Which countries are dissatisfied with Great Britain?

Does the UK belong to Europe?

According to the current schedule, the UK will leave the European Union on March 29, 2019. The British Parliament is more divided than ever. As of July 2018, 19 members of the government have resigned. In order to avoid a defeat of her negotiated EU deal in parliament, Prime Minister Theresa May postponed the planned parliamentary vote last December into the new year. In doing so, she survived a vote of no confidence in her own conservative party.

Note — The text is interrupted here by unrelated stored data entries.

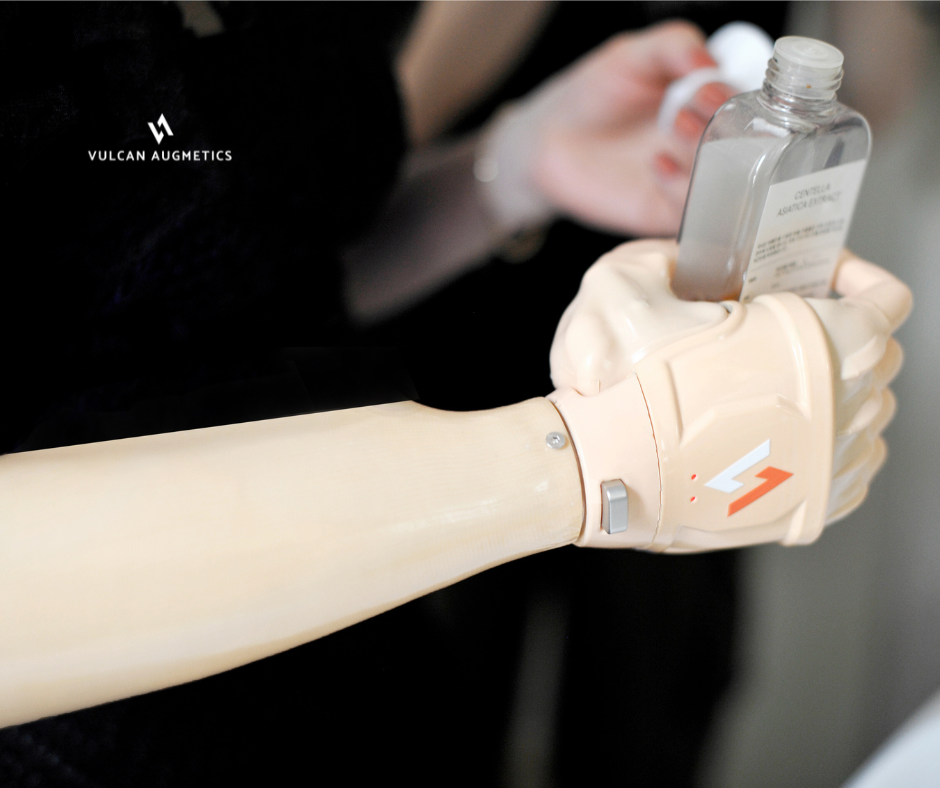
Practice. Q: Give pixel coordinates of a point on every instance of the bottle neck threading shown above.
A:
(799, 90)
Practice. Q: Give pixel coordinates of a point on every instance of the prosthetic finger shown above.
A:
(848, 494)
(862, 282)
(890, 365)
(764, 418)
(740, 417)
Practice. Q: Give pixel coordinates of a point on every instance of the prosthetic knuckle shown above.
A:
(742, 416)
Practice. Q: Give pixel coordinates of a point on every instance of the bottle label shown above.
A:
(802, 230)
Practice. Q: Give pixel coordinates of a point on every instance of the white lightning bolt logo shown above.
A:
(725, 480)
(158, 135)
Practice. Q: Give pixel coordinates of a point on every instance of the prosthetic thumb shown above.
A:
(726, 436)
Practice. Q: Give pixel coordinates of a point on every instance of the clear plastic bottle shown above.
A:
(774, 184)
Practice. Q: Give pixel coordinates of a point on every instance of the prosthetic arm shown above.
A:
(763, 421)
(132, 565)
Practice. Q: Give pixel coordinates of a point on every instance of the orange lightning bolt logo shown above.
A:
(725, 481)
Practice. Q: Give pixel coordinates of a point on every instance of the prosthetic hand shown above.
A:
(703, 425)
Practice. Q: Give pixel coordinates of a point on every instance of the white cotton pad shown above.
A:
(741, 51)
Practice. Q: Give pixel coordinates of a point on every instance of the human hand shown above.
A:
(586, 142)
(728, 424)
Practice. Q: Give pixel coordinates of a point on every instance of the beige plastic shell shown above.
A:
(764, 374)
(696, 407)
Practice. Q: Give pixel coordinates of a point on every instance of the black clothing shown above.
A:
(133, 279)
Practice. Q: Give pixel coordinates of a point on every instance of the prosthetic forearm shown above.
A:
(133, 565)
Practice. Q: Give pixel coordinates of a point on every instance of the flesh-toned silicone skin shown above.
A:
(132, 565)
(800, 384)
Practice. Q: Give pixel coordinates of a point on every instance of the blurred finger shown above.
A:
(709, 98)
(664, 52)
(689, 125)
(851, 488)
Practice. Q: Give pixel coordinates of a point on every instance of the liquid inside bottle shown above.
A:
(774, 184)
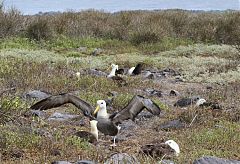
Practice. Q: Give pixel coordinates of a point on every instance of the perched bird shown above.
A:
(91, 136)
(108, 123)
(166, 149)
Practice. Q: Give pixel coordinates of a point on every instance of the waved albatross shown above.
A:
(133, 108)
(108, 123)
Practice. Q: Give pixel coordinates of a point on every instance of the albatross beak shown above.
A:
(96, 110)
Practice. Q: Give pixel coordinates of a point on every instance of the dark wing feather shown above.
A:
(134, 107)
(58, 100)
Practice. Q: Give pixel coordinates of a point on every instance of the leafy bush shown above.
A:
(39, 29)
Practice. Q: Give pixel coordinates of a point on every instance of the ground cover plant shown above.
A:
(37, 56)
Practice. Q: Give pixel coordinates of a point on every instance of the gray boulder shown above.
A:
(122, 158)
(62, 117)
(35, 94)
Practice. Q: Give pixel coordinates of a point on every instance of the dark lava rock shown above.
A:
(86, 136)
(55, 152)
(174, 93)
(35, 113)
(122, 158)
(35, 94)
(16, 153)
(144, 115)
(186, 101)
(178, 79)
(127, 125)
(85, 162)
(62, 117)
(148, 75)
(214, 160)
(212, 105)
(61, 162)
(174, 124)
(169, 71)
(153, 92)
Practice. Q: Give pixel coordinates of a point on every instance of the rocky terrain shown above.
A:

In search of a British-European identity

This conflict over the role in Europe is not new. Since the beginning of European integration, for more than half a century, Great Britain has been searching for its own identity within Europe. When Winston Churchill spoke of his vision of the "United States of Europe" after the end of World War II in 1946, he was not speaking for himself and his country, but of a Europe without Great Britain. Great Britain should only play a supporting role - as a "friend and promoter of the new Europe". In 1973 Great Britain finally joined the European Communities.

The accession was mainly economically motivated, it was about becoming part of the internal market. Two years later, citizens were allowed to decide again on the European membership of Great Britain in a first referendum, a majority of 67 percent voted in 1975 to stay. - different than it should come in 2016. But Britain's membership of the EU has remained controversial over the past 40 years, and society has been divided on this issue. In opinion polls, tight majorities alternated for and against again and again.

Brexit blog

Nina Locher is the author of the Heinrich Böll Foundation's Brexit blog and writes about current developments in Great Britain.

She is currently completing a Master of Public Administration at the London School of Economics and Political Science (LSE). From 2016 to 2018 she was responsible for projects on Turkey and Greece as well as on the European energy transition at the Berlin headquarters of the Heinrich Böll Foundation.

In the Brexit blog, she addresses current developments in Great Britain as well as overarching topics such as gender and LGBTQ +, Bregret and the Brexit generation.

Continent Europe

The fundamental question is whether Great Britain is part of Europe at all. The very use of the word is telling. For example, my British roommate in London told me he was going “to Europe” over the weekend to visit a friend in Paris. Although he clearly identifies himself as a European, for him Europe is synonymous with the “continent” - and Great Britain is not part of this European continent.

Margaret Thatcher accordingly secured Great Britain a special role within the European Communities in 1979, which essentially reduced membership to the internal market. Thatcher's neo-liberal reforms and their dismantling of the British welfare state led to increasing social and economic inequality. The resulting dissatisfaction was expressed, among other things, in the voting behavior of many citizens who voted for Brexit.

The Brexit vote calls for more identity with Europe

But how do the British view Europe since the decision for Brexit? The referendum has resulted in many citizens grappling with European values ​​and privileges that they previously took for granted and thus developed a more conscious attitude.

Niccolò Milanese, chairman of the European network European Alternatives, believes that the younger generation in particular, who have largely voted to remain in the Union, have recognized their own closeness to Europe. The decision in favor of Brexit has meant that people are actively seeking a greater understanding of the EU and also a second referendum. It motivated us to discuss and argue about the EU and to position ourselves politically. For the British, this is a big step towards Europe.